Tartas : un couple confronté à la répétition des inondations dans son logement historique
Sandrine et Pascal Van Bouvelen résident au 381 allées Marines à Tartas, dans les Landes. Leur maison, construite sur l'ancien lit de la Midouze, a été submergée par les eaux à trois reprises en l'espace de quelques années seulement. Les Allées Marines, une promenade en planches longeant la rivière, offrent habituellement un cadre paisible, mais en février 2026, la Midouze a débordé, atteignant plus de trois mètres de hauteur et inondant le parking, la place Aristide-Briand et plusieurs rues de la commune.
Une maison régulièrement envahie par les eaux
La demeure des Van Bouvelen, d'environ 90 m² sur deux niveaux, a subi des dégâts considérables lors de la dernière crue. Sandrine Van Bouvelen témoigne : « L'eau est montée jusqu'à au moins 50 cm dans notre maison. Nous avons perdu congélateur, machine à laver, sèche-linge, meuble de cuisine, lave-vaisselle, aspirateur et canapé. Tout a été détruit par l'eau. » Le couple a dû se réfugier temporairement à Lesperon, tandis que leur fils et sa famille étaient hébergés à Saint-Yaguen et dans une chambre d'hôtes à Tartas.
De retour chez eux, ils décrivent un quotidien infernal. Sandrine montre les cloisons imbibées d'eau, et Pascal, retraité depuis mai 2023, lutte contre un cancer après l'ablation d'un poumon. « C'est un long combat. Avant de venir dans les Landes, j'étais accordeur de piano et je fumais beaucoup, c'était trop », confie-t-il, soulignant l'impact de ces épreuves sur sa santé.
Un achat risqué et des travaux vains
Originaires de Bégaar, les Van Bouvelen ont acheté cette maison en 2018, malgré sa localisation en zone inondable, pour faciliter la scolarité de leur fils. Ils ont investi plusieurs milliers d'euros dans des rénovations : cloison, peinture, double vitrage et cuisine équipée. Cependant, dès mai 2020, la première inondation a frappé, suivie d'une autre en décembre 2020, où l'eau est restée plus d'un mois dans la maison. Pascal sombre alors dans une dépression, avouant : « Nous venions de refaire de nombreux travaux et on s'est pris un bouillon. Je ne voyais plus le bout du tunnel. »

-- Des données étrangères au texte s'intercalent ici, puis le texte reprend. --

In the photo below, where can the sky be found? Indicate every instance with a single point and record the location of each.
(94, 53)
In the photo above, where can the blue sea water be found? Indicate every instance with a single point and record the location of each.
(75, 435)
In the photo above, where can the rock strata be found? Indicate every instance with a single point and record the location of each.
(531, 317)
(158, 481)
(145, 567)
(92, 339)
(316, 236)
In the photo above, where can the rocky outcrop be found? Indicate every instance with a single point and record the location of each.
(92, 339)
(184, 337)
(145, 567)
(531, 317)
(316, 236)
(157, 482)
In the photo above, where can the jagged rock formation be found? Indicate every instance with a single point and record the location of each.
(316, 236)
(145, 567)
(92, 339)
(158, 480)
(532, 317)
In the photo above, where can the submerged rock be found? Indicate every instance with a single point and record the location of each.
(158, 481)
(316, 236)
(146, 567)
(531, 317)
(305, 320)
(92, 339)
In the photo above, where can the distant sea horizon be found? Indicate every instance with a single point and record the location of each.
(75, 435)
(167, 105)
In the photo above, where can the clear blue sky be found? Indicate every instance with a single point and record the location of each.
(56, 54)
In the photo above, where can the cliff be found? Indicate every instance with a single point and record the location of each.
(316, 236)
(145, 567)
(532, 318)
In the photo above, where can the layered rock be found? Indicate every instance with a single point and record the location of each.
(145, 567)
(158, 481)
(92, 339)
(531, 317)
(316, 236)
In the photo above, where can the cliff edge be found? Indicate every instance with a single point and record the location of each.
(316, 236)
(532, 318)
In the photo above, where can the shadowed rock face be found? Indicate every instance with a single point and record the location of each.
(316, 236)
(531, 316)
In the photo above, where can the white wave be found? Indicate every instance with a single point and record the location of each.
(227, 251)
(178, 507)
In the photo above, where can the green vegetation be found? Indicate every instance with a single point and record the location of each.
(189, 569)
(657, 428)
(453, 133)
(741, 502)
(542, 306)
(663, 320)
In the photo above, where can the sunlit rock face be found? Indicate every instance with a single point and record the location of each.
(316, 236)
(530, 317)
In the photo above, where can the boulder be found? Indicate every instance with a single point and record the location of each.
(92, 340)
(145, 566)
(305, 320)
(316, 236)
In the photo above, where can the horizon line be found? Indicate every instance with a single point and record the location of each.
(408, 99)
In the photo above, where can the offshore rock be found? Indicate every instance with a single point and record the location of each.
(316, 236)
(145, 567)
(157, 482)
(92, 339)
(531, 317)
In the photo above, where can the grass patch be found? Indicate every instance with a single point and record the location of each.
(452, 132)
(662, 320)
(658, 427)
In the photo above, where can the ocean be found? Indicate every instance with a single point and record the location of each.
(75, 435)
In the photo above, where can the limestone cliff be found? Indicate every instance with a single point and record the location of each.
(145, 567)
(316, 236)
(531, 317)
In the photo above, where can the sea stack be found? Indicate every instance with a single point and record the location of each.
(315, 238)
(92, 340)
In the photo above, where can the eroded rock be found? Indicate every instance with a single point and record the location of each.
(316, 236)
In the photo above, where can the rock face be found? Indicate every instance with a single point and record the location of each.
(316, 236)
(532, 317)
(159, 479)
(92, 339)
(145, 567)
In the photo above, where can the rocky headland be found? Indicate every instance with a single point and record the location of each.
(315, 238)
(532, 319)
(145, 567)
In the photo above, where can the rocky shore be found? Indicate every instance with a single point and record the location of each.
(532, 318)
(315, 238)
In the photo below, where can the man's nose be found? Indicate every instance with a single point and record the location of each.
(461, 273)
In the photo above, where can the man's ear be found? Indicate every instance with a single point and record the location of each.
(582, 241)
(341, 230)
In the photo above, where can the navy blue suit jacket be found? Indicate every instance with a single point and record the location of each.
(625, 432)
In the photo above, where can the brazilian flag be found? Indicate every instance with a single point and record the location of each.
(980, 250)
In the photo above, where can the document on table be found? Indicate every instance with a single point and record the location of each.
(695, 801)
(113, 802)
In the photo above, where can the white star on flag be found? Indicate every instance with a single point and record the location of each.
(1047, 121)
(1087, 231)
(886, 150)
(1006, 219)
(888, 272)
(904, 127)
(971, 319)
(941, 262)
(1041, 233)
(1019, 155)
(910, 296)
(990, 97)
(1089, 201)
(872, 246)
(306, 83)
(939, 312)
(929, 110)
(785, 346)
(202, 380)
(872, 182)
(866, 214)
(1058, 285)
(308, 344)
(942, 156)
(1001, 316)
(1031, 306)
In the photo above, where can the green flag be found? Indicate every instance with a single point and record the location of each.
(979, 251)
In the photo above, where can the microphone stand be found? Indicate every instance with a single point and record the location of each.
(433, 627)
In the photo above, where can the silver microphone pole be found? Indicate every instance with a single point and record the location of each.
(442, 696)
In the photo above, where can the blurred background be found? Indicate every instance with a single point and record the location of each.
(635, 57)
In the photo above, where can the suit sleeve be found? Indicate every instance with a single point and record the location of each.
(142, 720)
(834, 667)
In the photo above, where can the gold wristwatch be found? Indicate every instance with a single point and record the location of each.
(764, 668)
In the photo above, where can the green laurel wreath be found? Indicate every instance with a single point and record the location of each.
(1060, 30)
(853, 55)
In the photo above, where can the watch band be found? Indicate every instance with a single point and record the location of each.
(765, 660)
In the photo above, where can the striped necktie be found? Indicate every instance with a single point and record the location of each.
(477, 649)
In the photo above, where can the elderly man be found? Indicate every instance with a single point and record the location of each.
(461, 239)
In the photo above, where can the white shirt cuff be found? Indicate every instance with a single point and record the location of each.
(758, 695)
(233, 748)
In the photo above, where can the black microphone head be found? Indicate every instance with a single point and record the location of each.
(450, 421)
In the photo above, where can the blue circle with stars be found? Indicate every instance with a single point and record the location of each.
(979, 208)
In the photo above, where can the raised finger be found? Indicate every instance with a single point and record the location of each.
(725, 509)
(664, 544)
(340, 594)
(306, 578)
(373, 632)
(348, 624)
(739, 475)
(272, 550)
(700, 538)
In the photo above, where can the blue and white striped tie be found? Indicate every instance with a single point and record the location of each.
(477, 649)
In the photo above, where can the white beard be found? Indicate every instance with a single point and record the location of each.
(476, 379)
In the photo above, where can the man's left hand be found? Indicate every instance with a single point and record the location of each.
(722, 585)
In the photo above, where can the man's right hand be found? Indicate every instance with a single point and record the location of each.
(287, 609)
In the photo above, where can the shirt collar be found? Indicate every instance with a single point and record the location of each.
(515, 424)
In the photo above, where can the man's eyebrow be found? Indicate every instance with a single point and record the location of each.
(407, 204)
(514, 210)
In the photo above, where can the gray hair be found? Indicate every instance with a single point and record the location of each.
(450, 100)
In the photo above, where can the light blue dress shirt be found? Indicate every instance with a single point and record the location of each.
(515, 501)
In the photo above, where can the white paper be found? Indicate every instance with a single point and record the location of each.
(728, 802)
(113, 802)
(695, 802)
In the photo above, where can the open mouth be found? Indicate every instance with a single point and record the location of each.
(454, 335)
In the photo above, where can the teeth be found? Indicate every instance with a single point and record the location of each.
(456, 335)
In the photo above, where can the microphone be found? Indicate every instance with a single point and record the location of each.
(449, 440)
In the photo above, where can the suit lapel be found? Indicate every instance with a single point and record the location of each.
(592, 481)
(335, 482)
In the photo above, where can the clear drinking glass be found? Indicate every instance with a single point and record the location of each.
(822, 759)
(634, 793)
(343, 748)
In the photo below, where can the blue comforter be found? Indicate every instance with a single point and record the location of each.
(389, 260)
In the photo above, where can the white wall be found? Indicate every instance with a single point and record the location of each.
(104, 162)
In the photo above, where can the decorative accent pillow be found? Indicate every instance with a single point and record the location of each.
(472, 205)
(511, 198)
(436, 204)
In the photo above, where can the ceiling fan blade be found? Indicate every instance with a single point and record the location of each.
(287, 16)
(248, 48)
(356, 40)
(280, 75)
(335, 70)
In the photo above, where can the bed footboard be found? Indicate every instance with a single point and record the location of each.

L'absence de soutien des autorités locales
La communauté de communes du Pays Tarusate (CCPT) a créé une zone d'aménagement différé (ZAD) en décembre 2020 pour racheter progressivement des maisons inondables à Bégaar, mais la maison des Van Bouvelen n'est pas concernée. Laurent Civel, président de la CCPT, explique : « Cette maison n'est pas liée à la digue de Bégaar, et une ZAD ne s'applique pas en ville. L'opération cible uniquement les habitations menacées par une rupture de digue. » Les propriétaires se sentent abandonnés, d'autant que la mairie de Tartas, selon l'ancien maire Jean-François Broquères, interdit les constructions en zone inondable depuis plus de soixante ans, mais leur logement, datant de 1900, échappe aux mesures de rachat.
Cette situation illustre les défis des habitants face aux catastrophes naturelles récurrentes et les limites des politiques locales d'aide, laissant Sandrine et Pascal Van Bouvelen dans une impasse financière et émotionnelle.